Changes made: Section “Acknowledgments”, lines 337–342.
Comment 7: Minor corrections have to be made, i.e., line 126 “genetic”; line 262: “genetic-molecular tests” have to be changed into “molecular-genetic tests”.
Response: Thank you for your careful review. We have corrected the terms as recommended.
Changes made: Lines 126 and 262.
Comment 8: In general, the manuscript requires more detailed information about the methods used and appears to have been written somewhat negligently. It is suggested that this manuscript be transferred to a more appropriate journal, given that the reported data are limited for publication in IJMS.

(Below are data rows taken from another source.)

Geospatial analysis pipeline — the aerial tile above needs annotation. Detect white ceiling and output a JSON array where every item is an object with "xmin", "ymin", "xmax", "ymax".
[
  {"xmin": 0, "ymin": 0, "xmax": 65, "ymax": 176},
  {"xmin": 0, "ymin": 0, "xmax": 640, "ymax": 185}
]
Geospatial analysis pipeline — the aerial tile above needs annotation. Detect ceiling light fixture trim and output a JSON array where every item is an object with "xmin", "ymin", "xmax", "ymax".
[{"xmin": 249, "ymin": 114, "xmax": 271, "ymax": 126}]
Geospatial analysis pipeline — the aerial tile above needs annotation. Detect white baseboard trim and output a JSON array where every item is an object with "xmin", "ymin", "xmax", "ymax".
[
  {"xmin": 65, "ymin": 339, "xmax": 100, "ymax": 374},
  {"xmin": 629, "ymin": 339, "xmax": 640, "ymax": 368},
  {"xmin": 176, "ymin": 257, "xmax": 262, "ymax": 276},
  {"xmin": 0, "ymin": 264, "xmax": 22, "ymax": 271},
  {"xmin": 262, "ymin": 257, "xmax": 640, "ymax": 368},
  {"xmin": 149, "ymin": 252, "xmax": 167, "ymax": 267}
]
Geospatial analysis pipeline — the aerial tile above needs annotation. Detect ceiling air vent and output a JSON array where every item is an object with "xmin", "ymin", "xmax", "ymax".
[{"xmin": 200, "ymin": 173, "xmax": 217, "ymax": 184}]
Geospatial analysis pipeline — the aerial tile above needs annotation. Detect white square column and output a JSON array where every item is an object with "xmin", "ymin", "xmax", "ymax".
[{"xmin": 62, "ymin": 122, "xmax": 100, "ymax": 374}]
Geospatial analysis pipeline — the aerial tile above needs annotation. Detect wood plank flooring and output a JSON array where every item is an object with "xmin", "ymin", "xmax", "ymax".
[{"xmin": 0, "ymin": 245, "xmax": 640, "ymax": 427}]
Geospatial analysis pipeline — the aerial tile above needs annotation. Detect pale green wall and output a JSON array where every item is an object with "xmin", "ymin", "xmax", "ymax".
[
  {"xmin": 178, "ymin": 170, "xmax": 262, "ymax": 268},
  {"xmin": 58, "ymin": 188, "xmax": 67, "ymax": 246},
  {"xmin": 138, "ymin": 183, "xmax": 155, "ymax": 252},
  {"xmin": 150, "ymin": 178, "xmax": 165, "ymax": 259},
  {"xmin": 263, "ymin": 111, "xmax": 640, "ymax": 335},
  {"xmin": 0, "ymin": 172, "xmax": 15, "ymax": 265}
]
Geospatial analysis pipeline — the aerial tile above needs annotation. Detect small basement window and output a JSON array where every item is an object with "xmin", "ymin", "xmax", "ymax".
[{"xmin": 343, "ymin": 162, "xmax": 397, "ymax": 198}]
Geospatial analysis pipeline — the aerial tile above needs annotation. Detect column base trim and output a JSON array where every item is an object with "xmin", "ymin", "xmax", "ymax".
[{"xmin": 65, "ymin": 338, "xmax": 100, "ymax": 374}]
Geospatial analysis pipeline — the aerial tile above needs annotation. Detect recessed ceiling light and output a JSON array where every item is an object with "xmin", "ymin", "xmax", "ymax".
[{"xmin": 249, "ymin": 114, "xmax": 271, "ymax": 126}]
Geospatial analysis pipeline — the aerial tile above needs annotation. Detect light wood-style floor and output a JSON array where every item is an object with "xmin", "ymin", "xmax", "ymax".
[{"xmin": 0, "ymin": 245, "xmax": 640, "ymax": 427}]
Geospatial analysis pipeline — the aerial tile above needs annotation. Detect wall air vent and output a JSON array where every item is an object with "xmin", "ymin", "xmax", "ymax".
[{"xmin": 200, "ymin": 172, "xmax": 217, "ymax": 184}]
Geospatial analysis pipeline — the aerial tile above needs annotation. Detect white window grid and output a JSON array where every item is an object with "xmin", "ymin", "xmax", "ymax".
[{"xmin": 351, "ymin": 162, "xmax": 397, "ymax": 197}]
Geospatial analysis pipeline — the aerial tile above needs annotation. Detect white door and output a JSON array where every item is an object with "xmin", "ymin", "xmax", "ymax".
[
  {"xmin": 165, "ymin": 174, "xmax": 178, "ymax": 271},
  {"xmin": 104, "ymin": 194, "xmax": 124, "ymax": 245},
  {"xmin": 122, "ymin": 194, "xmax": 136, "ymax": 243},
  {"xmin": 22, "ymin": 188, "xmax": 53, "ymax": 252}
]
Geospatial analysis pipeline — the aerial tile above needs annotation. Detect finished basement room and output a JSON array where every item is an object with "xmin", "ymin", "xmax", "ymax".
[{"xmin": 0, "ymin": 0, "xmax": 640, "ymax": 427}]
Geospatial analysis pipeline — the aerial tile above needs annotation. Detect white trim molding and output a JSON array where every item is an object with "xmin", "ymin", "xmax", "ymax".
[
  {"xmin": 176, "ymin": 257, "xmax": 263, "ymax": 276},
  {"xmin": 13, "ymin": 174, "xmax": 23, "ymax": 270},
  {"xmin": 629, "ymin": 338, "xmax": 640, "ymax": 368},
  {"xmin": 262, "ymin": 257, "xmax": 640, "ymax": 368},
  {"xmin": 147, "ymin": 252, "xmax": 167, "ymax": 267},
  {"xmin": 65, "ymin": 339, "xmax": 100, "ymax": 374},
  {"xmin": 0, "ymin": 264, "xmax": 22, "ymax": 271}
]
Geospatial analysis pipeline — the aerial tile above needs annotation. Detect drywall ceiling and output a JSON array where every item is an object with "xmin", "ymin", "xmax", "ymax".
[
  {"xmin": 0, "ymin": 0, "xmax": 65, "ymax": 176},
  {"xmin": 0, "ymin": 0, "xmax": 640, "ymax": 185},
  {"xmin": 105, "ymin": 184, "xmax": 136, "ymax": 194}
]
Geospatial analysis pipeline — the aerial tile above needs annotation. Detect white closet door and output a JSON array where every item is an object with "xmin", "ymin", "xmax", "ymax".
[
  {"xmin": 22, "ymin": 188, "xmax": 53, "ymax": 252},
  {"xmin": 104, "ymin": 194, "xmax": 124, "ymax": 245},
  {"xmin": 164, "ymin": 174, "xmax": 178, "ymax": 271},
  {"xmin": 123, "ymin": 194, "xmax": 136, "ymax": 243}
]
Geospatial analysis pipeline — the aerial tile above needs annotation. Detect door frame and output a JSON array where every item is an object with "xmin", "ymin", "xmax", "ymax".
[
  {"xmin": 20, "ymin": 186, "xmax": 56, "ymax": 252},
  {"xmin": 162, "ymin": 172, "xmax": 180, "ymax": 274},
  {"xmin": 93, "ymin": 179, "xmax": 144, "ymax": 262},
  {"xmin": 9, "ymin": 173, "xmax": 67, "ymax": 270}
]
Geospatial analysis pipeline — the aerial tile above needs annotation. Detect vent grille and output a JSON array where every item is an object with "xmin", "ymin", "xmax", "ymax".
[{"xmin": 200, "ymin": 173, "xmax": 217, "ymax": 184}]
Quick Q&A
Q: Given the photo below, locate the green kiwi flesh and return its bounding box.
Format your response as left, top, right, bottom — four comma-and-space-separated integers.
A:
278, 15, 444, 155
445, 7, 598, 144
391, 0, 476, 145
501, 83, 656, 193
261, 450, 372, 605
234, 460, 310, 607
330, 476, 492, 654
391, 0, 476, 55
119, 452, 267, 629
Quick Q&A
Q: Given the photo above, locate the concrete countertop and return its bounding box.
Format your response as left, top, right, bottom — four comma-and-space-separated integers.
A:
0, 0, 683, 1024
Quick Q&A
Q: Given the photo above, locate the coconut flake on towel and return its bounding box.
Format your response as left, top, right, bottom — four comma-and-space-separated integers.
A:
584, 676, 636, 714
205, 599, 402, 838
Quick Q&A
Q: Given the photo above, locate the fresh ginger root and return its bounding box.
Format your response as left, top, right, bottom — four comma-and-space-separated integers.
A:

Response: We appreciate the reviewer’s candid feedback and acknowledge the importance of providing detailed methodological descriptions to ensure the rigor and reproducibility of our work. In response, we have extensively revised the Materials and Methods section to include comprehensive details on patient selection, genetic testing protocols, and data analysis. While the case series includes a limited number of patients, we believe it provides valuable insights into rare structural variants in chromosome 15q associated with syndromic autism in the Brazilian population, which remains underrepresented in the literature. We hope these revisions sufficiently address the concerns raised and improve the manuscript’s suitability for publication.
We reiterate our gratitude to the editorial team for their attention and for the opportunity to improve our work. We remain available for any further clarifications and look forward to your response.
Sincerely,
Thaís Cidália Vieira Gigonzac
Round 2
Reviewer 2 Report
Comments and Suggestions for AuthorsThe authors have addressed my comments, and the manuscript is appropriate to publication now.